By now, our smartphones have become our primary cameras. Their rise and ability to share photos instantly has made photography accessible to everyone.
Many of us are already ditching digital point and shoot cameras and DSLRS for the convenience of our smartphones as they continue to improve each year.
It's much noticeable recently with the release of flagship phones such as HTC and Nokia, both introducing innovations that allow our phones to take even better photos than the usual camera phones out there.
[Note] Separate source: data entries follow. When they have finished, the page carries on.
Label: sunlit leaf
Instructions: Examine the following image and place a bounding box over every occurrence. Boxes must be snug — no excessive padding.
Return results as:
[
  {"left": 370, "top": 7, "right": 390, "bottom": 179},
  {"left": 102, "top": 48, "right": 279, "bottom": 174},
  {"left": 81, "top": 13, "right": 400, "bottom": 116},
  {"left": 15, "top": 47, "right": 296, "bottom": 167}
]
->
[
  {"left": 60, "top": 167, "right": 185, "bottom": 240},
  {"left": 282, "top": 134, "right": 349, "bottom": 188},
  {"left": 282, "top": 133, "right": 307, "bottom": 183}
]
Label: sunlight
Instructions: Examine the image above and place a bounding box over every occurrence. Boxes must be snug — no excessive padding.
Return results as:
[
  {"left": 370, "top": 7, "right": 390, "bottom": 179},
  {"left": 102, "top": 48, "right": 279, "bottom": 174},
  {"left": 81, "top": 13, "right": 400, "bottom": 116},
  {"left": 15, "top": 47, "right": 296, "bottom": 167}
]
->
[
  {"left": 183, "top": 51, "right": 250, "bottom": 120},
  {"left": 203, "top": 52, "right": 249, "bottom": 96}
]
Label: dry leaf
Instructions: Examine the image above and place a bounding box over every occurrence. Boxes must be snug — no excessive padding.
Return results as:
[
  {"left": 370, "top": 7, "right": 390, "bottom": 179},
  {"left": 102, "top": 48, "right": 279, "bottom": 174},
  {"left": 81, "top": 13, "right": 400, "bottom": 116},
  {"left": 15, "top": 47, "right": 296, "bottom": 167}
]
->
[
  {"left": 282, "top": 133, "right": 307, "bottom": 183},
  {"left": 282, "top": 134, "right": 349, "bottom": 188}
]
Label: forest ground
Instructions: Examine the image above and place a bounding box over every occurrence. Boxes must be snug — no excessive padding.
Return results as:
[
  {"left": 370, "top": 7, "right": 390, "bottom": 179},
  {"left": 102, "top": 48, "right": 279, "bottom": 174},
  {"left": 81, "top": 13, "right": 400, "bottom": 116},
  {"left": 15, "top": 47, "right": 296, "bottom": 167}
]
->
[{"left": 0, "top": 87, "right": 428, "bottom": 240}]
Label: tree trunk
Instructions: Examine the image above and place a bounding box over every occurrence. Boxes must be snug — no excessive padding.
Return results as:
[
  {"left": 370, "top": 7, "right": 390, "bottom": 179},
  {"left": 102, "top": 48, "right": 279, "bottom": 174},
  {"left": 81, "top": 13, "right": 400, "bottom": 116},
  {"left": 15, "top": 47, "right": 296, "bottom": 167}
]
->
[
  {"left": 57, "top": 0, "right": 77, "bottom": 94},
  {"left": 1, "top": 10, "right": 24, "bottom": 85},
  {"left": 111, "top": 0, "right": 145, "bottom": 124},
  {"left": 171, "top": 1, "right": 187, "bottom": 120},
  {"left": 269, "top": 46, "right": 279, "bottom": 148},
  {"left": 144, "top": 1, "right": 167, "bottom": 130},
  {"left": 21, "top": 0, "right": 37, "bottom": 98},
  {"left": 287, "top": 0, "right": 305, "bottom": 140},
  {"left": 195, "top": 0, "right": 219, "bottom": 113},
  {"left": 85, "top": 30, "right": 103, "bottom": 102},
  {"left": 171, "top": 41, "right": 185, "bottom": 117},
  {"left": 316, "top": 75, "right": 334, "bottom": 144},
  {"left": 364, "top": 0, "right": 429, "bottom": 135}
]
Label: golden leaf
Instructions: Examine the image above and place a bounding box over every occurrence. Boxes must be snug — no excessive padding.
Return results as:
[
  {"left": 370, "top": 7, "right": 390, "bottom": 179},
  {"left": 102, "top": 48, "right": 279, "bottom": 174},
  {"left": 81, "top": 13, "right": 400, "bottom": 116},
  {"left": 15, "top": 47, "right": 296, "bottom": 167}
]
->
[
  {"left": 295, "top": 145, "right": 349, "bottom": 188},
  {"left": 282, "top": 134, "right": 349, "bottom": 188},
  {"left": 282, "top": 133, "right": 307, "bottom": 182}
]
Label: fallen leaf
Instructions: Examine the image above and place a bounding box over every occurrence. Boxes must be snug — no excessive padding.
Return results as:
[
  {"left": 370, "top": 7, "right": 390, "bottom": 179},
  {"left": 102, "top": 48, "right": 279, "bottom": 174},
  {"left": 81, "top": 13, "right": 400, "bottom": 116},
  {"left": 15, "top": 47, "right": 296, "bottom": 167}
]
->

The HTC One has its the highly sensitive ultra-pixel sensor which makes taking photos in low light conditions possible, whereas the Nokia Lumia 1020 packs in a whopping 41 megapixel camera that gives users the ability to capture highly detailed shots and then crop-to-zoom your subjects later.
But ultra-sensitive sensors and large megapixels aren't enough to deliver a true digital camera experience.
One of the things that smartphones still fall behind against a standard digital camera is optical zoom (which probably explains why standalone cameras are still around).
Some of us have probably pictured a future smartphone with optical zoom capabilities and interchangeable lenses. For now, we are only limited with digital zoom, which is entirely software-based and almost always result in poor image quality.
Fitting a wide-aperture lens is as far as smartphone manufacturers can go when it comes to lens improvements on smartphones as they are still trying to figure out how to cram in zoom lens functionality in a slim and pocketable form factor.
Samsung has already experimented this with its Galaxy S4 Zoom, but the protruding lens add bulk to the device, thus compromising on portability and that sexy slim design we are all accustomed with.
Meanwhile, Sony has come up with its own solution to this limitation.
Over the past week, promotional photos and manuals of what seems to be a camera lens attachment for smartphones has been leaked online.
It was revealed that the lens system, which is crafted by Sony, is a fully functioning standalone camera designed to attach magnetically to an iPhone or Android phone.
The accessory communicates with the smartphone by connecting to an app via Bluetooth.
The system comes in two options. One is a high end 20.2-megapixel sensor and a f/1.8 Carl Zeiss lens with 3.6 x zoom and a ring control, similar to that of the remarkable Sony RX100 II point and shoot camera. This model is dubbed the DSC-QX100.
There's also a smaller lower-end model, the DSC-QX10 which includes an 18-megapixel CMOS sensor and an f3.5-3.9 lens.
While the idea isn't really having a permanent zoom lens system crammed into a smartphone like the dreadful Galaxy S4 Zoom, the fact that they are accessories that you mount on your device only when you need them is actually quite intriguing.
Technically, the system is an entire camera (with Bluetooth) built into a lens housing, and that's quite an impressive technological breakthrough in Sony's part.
Sony has never failed to impress in its camera division in recent years; its NEX cameras has helped brought mirrorless camera systems to the mainstream, and its RX100 II is a beast of a point and shoot digital camera that can produce image quality that rivals a DSLR.
The company has also been able to cram a full-frame sensor into its point and shoot RX1.
No doubt Sony will continue to wow us once it unveils the QX100 and the QX10 next month.
The technology looks promising, and it will certainly appeal to a wide audience who crave optical zooms in their smartphones.